Sehrish Wasif October 03, 2011

ISLAMABAD: Lack of awareness and social stigmas are the major obstacles Pakistan is facing in reducing prevalence of thalassaemia.

This was stated by Italian Pediatric Haematologist and Oncologist Dr Lawrence Faulkner, while speaking at a conference on prevention, management and cure of thalassaemia major in Pakistan held at Pakistan Institute of Medical Sciences (Pims) on Sunday.

Dr Faulkner said that with a minimum of 80,000 thalassaemia patients in the country and around 4,000-5,000 children born with this disease every year, “many families are still reluctant to undergo screening and choose not to know whether they are carriers of the disease.” He said that though thalassaemia is treatable in Pakistan, its prevention has been complicated by cultural stigmas as a person diagnosed as thalassaemia carrier is considered “sick”. He said that given such prejudice, it is difficult to push families to have screening for the disease as they do not want to know that they are its carriers.

Dr Faulkner is the founder and advisory board coordinator of Cure2Childern Foundation Italy, a non-profit organisation dedicated to the care of severe diseases in children, like cancer, leukaemia, thalassaemia, sickle cell disease and other curable conditions in developing countries. It is providing financial and professional support to Pakistan for bone marrow transplant in six institutions, including Pakistan Institute of Medical sciences (Pims), where to-date 33 bone marrow transplants have been conducted.

Meanwhile, the Italian Ambassador Vincenzo Prati, said that Pakistan has the expertise in this field and the required resources, all that is lacking is awareness among the general public about thalassaemia and the importance of its prevention. He said that Pakistan is currently passing through a challenging period but the government of Italy is committed to invest here in all sectors and continue its support.

Dr Faulkner said that access to health facilities in Pakistan is not realistic, especially for poor women living in remote areas, as it is seen that 75 per cent of the total number of thalassaemia patients belong to poor families.
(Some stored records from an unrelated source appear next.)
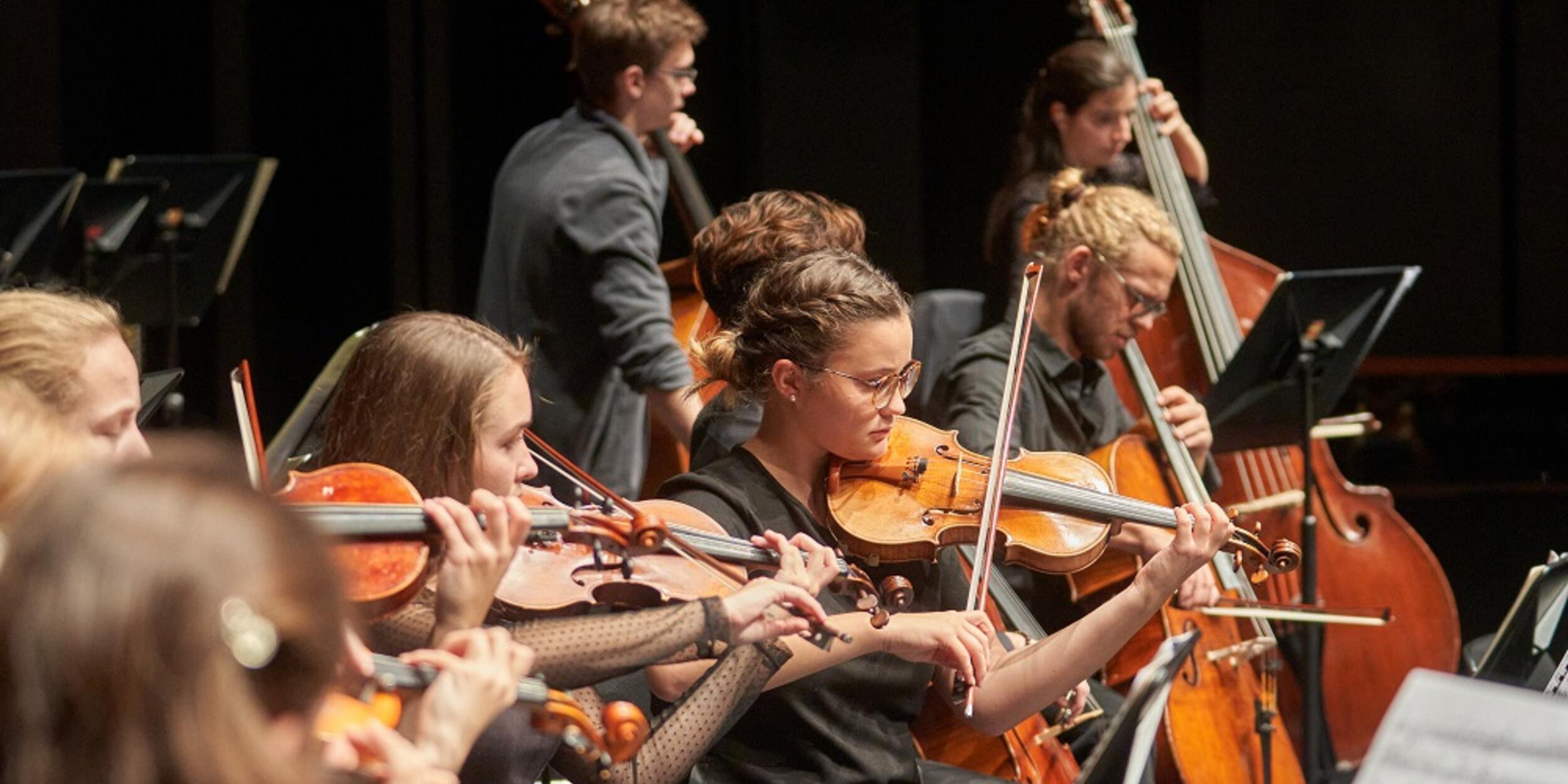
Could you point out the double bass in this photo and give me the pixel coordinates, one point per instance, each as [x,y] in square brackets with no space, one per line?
[1368,554]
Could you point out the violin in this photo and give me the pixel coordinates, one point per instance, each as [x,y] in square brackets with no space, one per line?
[575,557]
[386,549]
[698,559]
[1030,751]
[1057,509]
[551,712]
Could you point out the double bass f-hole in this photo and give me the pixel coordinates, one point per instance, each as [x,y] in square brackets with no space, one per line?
[1189,673]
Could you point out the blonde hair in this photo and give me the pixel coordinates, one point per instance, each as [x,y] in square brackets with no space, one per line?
[613,35]
[1108,218]
[415,396]
[798,309]
[45,337]
[121,653]
[33,443]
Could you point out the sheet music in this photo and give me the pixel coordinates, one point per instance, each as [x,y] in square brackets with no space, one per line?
[1556,686]
[1444,728]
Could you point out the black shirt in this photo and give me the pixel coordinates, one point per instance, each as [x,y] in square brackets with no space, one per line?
[1064,405]
[723,425]
[849,723]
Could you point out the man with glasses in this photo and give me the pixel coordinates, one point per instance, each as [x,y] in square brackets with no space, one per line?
[571,259]
[1109,258]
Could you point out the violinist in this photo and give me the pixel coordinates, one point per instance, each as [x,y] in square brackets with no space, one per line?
[446,400]
[571,258]
[1078,112]
[729,255]
[167,623]
[70,350]
[1111,261]
[825,342]
[33,444]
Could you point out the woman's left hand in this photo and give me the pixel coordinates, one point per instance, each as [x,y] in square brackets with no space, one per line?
[1164,107]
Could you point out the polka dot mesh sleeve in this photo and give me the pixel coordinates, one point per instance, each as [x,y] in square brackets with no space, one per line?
[689,726]
[582,650]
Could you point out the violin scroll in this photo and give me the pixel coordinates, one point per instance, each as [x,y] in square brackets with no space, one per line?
[1261,562]
[626,729]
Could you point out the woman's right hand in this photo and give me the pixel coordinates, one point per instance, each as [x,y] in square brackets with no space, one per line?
[475,559]
[761,610]
[803,562]
[479,679]
[957,640]
[1200,534]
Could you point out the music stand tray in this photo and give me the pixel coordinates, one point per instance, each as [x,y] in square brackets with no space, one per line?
[33,211]
[218,198]
[1258,399]
[156,388]
[1517,651]
[1123,742]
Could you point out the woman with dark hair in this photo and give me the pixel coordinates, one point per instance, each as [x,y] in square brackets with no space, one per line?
[444,400]
[1078,112]
[825,342]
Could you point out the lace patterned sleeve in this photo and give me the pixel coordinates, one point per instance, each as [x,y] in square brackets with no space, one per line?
[585,650]
[406,628]
[687,728]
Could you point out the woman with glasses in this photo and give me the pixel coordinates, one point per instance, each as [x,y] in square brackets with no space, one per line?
[825,342]
[1078,114]
[1111,261]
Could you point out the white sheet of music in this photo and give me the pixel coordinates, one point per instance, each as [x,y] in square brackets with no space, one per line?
[1444,728]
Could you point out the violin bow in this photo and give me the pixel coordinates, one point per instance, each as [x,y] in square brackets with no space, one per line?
[980,576]
[645,526]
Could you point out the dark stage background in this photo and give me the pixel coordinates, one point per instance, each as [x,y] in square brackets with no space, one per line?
[1340,134]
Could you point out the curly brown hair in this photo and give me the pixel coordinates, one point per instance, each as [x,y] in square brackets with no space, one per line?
[770,226]
[1103,217]
[798,309]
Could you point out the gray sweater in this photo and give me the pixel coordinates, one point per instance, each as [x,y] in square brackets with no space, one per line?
[571,264]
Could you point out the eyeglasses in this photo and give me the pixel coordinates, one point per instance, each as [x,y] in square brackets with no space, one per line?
[689,74]
[883,388]
[1140,303]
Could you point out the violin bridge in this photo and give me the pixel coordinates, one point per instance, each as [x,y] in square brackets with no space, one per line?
[1244,651]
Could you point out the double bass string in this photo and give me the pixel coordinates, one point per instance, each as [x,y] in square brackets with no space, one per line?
[1264,472]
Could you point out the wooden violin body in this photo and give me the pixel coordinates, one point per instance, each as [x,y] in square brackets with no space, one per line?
[1368,554]
[1029,753]
[378,575]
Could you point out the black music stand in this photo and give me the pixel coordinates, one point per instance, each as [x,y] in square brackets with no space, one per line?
[1532,637]
[1294,366]
[1111,760]
[201,225]
[156,388]
[33,209]
[110,221]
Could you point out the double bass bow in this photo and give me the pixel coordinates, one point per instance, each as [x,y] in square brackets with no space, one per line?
[1368,554]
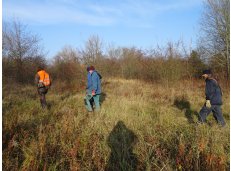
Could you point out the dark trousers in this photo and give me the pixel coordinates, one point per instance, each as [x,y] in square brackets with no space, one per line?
[42,92]
[217,114]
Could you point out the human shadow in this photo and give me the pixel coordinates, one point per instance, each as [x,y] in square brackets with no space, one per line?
[182,103]
[66,96]
[102,98]
[121,141]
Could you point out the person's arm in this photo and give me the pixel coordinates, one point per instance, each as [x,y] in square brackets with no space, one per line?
[88,79]
[209,92]
[50,79]
[36,80]
[94,83]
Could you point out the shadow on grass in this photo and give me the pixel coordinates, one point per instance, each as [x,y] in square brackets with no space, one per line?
[67,96]
[182,103]
[102,98]
[121,141]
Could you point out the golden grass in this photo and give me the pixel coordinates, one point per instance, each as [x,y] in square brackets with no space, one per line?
[141,126]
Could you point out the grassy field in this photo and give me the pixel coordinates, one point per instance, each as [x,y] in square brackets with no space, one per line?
[141,126]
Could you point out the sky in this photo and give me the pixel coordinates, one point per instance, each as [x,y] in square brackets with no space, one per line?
[126,23]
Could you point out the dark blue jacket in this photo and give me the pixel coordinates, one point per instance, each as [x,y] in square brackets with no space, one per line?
[94,83]
[213,92]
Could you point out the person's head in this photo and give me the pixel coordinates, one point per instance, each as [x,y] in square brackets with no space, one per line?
[207,73]
[39,68]
[91,69]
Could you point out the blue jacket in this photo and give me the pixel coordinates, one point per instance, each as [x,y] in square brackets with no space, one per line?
[213,92]
[94,83]
[88,79]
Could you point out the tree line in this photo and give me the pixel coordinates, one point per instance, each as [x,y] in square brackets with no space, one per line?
[23,51]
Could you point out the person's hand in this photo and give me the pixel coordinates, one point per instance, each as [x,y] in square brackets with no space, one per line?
[208,103]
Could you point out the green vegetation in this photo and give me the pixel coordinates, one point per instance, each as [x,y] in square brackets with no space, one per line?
[141,126]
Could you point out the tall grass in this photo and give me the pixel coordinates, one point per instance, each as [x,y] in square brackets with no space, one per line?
[141,126]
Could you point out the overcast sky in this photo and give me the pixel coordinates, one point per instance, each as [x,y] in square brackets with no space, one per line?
[140,23]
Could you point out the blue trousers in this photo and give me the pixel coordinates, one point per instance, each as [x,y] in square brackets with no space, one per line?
[87,99]
[217,114]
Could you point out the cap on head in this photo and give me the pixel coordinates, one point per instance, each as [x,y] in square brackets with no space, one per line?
[92,68]
[207,71]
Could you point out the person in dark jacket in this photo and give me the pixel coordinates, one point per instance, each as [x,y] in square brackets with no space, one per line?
[88,83]
[93,90]
[43,82]
[213,99]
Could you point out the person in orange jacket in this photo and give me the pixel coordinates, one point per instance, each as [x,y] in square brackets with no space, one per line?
[43,82]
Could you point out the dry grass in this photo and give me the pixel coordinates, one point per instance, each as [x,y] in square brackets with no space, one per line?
[141,126]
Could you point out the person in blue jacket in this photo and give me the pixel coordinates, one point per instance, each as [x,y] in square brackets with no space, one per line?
[93,89]
[213,99]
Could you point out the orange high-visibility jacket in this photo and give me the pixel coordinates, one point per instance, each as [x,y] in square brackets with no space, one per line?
[44,78]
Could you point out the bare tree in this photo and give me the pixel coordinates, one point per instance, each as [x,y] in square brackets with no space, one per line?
[18,44]
[214,31]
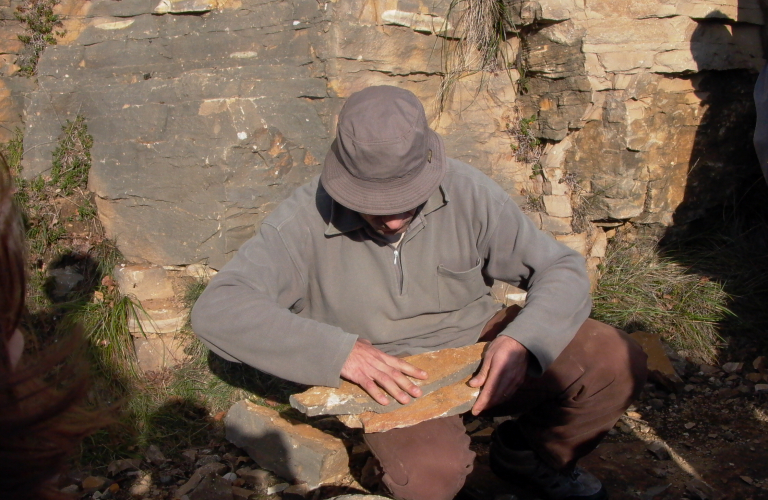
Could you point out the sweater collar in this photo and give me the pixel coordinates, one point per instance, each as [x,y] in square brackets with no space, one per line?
[344,220]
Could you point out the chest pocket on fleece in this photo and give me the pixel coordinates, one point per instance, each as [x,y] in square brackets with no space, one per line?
[458,289]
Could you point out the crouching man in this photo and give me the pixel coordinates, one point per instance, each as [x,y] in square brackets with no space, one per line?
[391,252]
However, he said there are no accurate statistics on this disease and are all estimates. The actual figures, he said, can be very high as there are many poor families in the country where children with thalassaemia are born and then they die, and the parents remain unaware of the cause of their death.

(Read: Disease awareness - Thalassaemia rate high in Malakand)

He said that in Pakistan there is a trend of cousin marriages, which is why it is even more important for people to be screened to know if they are thalassaemia carriers. For couples that are both thalassaemia carriers, Dr Faulkner stressed that the mother should have a pre-natal diagnosis as soon as she conceives. The test can determine if the baby is a thalassaemia major, and if that is the case, then the child can be aborted in the first 120 days of pregnancy, he added.

He strongly stressed that prevention against thalassaemia can save the lives of millions of children.

Talking about the treatment for thalassaemia, Dr Faulkner explained that blood transfusion is a costly option and is not a long-term solution, adding that children undergoing the treatment are at high risk and majority of them die around 20-25 years of age. Whereas the bone marrow transplant- which he said is the only possible cure for disease - has possible side effects which include infertility.

Published in The Express Tribune, October 3^rd, 2011.